尤も呑気に見惚れてたら失血死は免れないため、筋肉で無理矢理に血を止める。
「……変な、手応え……金属……サイボーグ?」
一方、無表情、無感動、無感情に虚空を仰ぎ、殆ど独り言のように呟くハガネ。
主力たる『豪血』同様に使い続けた『鉄血』の副次効果。素の状態でも小口径の銃弾くらいなら表皮で止められる強度を得た肉体。
にも拘らず、紙を千切るみたいに斬りやがった。
あと誰がサイボーグだ。失敬な。
「わー、どうしよう。腕が、俺の腕が、うわー」
取り敢えず戯けてみる。
反応は無し。なんかリアクション返せや、スベッたみたいになるだろ。
「……面白くない、わ」
かと思えば、シンプルな酷評と共に迫る横薙ぎ。
屈んで躱すには低い太刀筋。しかし跳べば隙を晒してしまう。
当然、下がるのは論外。
故、受け止めることにした。
両手で。
「…………なに、それ」
ほんの少しだけハガネの目が見開かれる。
些かばかりブレた焦点。
あまり良く視えていないのだろう、リゼと比べて濁りの強い赤眼に映り込む、薄刃を挟み取る我が双掌。
「確かに斬った、のに……スキル?」
「違う」
元通り繋がった、青い血溜まりへと沈んでいた筈の腕。
スキルではない。
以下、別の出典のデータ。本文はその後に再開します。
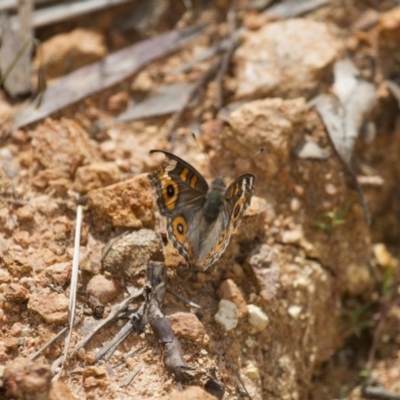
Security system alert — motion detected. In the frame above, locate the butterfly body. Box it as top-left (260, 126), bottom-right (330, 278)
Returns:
top-left (148, 150), bottom-right (255, 269)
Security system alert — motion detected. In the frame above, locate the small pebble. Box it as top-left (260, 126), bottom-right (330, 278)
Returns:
top-left (247, 304), bottom-right (269, 333)
top-left (214, 299), bottom-right (239, 332)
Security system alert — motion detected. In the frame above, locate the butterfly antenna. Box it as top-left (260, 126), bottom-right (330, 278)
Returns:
top-left (192, 132), bottom-right (218, 177)
top-left (228, 147), bottom-right (265, 172)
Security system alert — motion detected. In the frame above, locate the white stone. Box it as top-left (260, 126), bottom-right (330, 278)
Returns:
top-left (288, 306), bottom-right (301, 318)
top-left (247, 304), bottom-right (269, 333)
top-left (214, 299), bottom-right (239, 332)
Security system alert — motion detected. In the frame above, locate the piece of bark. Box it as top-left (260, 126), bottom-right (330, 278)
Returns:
top-left (15, 27), bottom-right (201, 128)
top-left (0, 0), bottom-right (33, 98)
top-left (7, 0), bottom-right (133, 28)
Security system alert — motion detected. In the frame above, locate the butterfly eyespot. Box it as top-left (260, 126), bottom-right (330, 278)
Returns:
top-left (172, 216), bottom-right (187, 242)
top-left (167, 185), bottom-right (175, 197)
top-left (233, 204), bottom-right (242, 219)
top-left (162, 179), bottom-right (179, 210)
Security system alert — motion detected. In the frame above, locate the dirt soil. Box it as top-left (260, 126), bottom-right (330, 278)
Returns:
top-left (0, 0), bottom-right (400, 400)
それが可能な『ウルドの愛人』は使っていない。使う気も無い。
そして厳密に言えば、こいつは治癒や回復の類ではない。
「例え手足を捥がれようと戦闘は続けられるが、流石にパフォーマンスは落ちるんでな」
常時万全の状態で戦いに臨むなど、所詮は夢想。
されど、その夢想に近付くための努力は尽くすべきで。こいつは俺なりに出した回答、死の間際まで最大限に闘争を愉しむための仕込みってワケだ。
リゼには正気を疑われたが。
「見てな」
改めて考えたら下手に折るのは却って危険だったため、何もせず白刃取りを解く。
次いで左手首を掴み、強めに引っ張る。
キリキリと、とり憑かれている俺だけに聴こえる張り詰めた音。
まだ接合の甘かった断面同士が剥がれ、露わとなる傷口。
「だけれど離せば、御覧の通り」
再び寸分違わず合わさる骨肉。
併せて五指全てで握って開いてを繰り返す。既に違和感は微塵も無い。
「腕だけじゃねぇぞ」
脚も、胴も、内臓も、全て同じだ。
「なんなら」
カラクリを明かすついでの余興に、己の首筋へと手刀を宛てがう。
そして──
「頭だって」
――自ら、刎ね飛ばした。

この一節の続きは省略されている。